Che ci sia un’iniziativa rivolta alla ri-creazione di un Centro è comprensibile. Perché esiste un vuoto ma, ciò non basta, e un partito che possa essere vivo deve avere delle fondamenta, una cultura, una traccia politica coerente e questo non c’è. Ma c’è solo assemblamento di aspiranti leader!
Lei ha dato giudizi personali ed istituzionali positivi rivolti al presidente Sergio Mattarella. È una testimonianza non solo di affetto ma di partecipazione e rispetto istituzionale. Cosa auspica lei per il secondo settennato del presidente della repubblica Sergio Mattarella?
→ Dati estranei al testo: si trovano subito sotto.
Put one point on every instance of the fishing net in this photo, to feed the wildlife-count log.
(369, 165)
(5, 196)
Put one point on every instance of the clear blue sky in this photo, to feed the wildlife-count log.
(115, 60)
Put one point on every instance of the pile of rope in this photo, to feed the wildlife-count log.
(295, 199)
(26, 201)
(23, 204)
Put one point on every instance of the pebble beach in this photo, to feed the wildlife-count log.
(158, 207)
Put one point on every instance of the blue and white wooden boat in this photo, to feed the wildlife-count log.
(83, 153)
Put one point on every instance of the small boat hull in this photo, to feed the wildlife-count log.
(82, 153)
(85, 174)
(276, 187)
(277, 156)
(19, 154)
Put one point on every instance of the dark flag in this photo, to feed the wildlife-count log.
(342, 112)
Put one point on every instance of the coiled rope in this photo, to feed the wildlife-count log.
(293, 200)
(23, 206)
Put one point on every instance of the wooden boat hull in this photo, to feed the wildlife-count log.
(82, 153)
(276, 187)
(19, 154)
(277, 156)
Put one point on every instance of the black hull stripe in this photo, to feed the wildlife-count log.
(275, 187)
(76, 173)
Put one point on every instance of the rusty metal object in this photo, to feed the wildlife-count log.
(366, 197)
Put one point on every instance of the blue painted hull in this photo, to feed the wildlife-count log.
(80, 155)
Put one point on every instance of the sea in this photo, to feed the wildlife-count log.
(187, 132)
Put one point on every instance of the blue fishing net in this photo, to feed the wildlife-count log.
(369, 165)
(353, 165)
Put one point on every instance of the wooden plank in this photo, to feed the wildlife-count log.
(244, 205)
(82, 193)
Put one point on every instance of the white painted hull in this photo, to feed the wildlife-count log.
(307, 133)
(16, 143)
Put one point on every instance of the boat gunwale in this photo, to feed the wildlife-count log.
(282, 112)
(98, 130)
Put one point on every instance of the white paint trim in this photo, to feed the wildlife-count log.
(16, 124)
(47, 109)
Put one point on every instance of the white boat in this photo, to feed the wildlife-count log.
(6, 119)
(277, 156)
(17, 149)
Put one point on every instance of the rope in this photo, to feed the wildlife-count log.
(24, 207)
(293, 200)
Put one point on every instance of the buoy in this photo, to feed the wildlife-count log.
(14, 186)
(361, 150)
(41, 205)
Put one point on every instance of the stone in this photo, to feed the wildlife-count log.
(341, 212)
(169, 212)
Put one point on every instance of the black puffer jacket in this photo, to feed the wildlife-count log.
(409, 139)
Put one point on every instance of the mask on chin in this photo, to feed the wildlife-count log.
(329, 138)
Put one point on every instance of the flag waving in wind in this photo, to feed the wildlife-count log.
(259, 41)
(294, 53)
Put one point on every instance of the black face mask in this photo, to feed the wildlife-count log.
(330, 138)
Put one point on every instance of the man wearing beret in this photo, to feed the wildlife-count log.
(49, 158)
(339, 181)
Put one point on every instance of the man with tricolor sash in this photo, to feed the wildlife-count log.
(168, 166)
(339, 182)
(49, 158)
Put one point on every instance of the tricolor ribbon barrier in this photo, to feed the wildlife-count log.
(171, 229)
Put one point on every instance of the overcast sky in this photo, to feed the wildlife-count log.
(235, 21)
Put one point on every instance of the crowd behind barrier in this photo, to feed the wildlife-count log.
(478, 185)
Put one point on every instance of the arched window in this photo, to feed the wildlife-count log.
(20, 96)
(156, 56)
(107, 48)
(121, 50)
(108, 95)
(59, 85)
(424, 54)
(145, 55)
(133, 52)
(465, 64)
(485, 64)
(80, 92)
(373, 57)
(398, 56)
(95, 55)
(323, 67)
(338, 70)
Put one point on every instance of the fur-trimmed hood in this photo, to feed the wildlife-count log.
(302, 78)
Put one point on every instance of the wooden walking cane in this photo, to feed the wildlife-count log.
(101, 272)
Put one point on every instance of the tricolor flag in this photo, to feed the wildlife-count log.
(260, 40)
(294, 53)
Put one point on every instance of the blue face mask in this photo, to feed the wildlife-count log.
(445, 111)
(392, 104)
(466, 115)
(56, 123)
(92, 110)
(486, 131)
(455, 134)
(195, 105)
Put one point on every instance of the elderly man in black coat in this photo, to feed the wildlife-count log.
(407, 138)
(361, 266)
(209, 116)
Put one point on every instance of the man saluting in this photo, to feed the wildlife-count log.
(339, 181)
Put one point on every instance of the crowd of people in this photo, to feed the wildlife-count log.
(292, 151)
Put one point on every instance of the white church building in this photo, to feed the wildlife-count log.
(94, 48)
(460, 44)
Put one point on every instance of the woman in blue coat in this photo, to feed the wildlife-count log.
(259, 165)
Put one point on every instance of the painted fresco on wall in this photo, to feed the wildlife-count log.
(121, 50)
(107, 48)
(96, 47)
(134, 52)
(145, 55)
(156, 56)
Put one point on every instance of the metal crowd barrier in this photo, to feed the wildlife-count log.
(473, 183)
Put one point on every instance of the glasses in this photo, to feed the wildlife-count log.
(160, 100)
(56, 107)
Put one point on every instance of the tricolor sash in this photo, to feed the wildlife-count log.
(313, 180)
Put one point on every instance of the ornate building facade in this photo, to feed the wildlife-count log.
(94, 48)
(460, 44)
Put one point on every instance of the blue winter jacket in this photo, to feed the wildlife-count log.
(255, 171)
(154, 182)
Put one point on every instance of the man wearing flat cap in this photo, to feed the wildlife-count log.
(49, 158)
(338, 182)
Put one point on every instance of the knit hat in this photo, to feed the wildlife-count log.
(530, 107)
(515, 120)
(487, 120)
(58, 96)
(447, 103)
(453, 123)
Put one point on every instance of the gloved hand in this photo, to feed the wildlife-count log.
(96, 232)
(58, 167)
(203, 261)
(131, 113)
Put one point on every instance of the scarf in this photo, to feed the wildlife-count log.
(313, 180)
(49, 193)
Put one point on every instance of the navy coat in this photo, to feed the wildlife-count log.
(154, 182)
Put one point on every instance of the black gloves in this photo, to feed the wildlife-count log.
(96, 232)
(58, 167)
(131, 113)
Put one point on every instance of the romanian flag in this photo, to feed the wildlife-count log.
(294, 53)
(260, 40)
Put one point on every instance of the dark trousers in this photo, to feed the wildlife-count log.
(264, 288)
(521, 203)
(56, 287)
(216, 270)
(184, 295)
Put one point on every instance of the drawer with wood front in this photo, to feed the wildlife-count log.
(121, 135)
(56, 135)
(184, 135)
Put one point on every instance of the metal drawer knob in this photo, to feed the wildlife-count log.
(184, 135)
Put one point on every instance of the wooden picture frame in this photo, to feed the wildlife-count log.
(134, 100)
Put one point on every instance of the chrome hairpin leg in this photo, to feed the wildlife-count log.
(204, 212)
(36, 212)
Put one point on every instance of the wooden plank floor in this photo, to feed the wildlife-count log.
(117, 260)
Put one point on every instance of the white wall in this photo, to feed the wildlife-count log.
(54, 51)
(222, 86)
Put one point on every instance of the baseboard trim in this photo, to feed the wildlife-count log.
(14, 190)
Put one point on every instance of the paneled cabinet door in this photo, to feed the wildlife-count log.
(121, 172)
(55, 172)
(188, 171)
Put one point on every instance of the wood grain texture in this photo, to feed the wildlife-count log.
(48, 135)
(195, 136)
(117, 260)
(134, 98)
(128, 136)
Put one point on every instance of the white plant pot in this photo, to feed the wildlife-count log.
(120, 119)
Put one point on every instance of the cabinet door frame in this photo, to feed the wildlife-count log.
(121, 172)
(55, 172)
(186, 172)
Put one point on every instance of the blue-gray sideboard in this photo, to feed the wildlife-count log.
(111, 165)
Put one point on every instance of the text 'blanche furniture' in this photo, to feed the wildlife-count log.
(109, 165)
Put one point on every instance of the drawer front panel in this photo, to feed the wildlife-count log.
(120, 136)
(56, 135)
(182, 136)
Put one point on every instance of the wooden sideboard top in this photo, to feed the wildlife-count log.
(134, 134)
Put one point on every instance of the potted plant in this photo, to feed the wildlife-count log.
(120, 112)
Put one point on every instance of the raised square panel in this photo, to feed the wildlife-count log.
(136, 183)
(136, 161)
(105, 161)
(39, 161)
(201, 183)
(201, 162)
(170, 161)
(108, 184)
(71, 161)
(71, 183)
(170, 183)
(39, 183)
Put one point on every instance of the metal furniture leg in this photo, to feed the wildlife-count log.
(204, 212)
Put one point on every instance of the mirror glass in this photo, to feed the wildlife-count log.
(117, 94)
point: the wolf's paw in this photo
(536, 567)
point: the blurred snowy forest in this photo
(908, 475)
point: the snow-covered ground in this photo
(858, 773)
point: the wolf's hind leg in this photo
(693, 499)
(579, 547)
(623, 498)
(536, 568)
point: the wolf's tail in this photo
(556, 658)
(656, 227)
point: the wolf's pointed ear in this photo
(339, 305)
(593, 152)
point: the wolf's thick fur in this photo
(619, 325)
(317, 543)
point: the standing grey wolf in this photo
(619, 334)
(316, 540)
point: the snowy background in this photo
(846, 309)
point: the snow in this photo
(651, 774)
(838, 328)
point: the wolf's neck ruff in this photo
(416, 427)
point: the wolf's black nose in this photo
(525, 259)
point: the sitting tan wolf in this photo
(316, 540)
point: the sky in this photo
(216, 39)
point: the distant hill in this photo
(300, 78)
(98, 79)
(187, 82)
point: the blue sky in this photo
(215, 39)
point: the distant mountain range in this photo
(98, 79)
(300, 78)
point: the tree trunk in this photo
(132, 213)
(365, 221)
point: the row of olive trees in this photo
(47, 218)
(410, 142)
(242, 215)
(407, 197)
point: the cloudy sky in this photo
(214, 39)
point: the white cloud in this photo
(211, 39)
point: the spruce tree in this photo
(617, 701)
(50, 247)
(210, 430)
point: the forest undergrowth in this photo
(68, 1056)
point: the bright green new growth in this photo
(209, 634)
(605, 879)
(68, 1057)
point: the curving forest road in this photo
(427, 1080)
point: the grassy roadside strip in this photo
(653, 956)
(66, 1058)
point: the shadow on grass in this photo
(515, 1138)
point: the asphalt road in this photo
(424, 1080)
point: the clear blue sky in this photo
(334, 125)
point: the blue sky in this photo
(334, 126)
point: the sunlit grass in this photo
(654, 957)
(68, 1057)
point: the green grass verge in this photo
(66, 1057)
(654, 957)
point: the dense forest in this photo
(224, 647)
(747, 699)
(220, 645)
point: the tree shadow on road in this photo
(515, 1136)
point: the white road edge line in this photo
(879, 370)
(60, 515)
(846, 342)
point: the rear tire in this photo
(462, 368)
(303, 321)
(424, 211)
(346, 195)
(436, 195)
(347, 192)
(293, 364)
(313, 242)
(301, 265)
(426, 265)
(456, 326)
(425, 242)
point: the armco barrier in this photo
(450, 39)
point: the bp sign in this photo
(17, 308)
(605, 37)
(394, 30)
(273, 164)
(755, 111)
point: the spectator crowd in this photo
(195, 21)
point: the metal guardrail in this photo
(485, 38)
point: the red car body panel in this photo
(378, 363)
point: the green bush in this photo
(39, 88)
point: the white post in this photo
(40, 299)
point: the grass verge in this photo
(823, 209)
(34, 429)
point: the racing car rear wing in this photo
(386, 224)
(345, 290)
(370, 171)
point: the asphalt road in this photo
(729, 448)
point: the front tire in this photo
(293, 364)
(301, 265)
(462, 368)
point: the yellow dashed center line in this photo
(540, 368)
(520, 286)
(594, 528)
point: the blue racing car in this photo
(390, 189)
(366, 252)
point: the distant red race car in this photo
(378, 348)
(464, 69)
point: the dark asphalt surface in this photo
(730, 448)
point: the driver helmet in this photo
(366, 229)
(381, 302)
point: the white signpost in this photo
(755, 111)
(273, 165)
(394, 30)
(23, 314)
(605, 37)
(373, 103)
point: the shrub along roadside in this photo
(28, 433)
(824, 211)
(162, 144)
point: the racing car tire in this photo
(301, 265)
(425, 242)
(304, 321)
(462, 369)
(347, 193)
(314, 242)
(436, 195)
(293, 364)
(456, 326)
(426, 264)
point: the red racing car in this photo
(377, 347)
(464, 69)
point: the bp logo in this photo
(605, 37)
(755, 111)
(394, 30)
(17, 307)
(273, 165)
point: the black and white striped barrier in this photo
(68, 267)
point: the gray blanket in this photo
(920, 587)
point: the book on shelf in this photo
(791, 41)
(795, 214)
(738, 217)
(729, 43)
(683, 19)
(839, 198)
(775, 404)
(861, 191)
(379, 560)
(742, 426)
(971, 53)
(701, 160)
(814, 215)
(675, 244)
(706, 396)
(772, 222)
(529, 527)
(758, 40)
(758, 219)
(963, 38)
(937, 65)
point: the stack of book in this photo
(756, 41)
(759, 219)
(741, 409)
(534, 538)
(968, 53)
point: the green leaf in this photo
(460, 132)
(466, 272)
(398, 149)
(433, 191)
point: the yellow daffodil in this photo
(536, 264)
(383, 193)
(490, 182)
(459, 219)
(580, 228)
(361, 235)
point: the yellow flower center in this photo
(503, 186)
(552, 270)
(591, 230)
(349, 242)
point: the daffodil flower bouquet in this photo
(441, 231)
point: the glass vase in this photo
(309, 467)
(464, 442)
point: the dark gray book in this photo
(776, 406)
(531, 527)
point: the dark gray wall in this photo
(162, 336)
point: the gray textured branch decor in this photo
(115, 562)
La vicenda presidenziale di Sergio Mattarella dimostra quanto la buona politica possa essere amata dai cittadini. L’unanimità dei consensi intorno al Presidente, in ogni parte d’Italia è il riconoscimento di un’opera presidenziale svolta con grande saggezza, incisività e lungimiranza. Nel discorso del secondo mandato il presidente Mattarella, ha più volte ripetuto la parola decisiva: dignità. In quel termine, è condensata un’intera filosofia di pensiero occidentale che ha avuto profonda rielaborazione nel filone sul personaliamo Cristiano e dell’ umanesimo integrale. Il Presidente Mattarella ha indicato il percorso da seguire, ed è quello della virtù, della responsabilità, della misura, del civismo, e della cultura che non è quella della volatile comunicazione di internet che contrappone gli interessi degli uni a quelli degli altri bensì, del serio impegno nello studio e nella meditazione comune.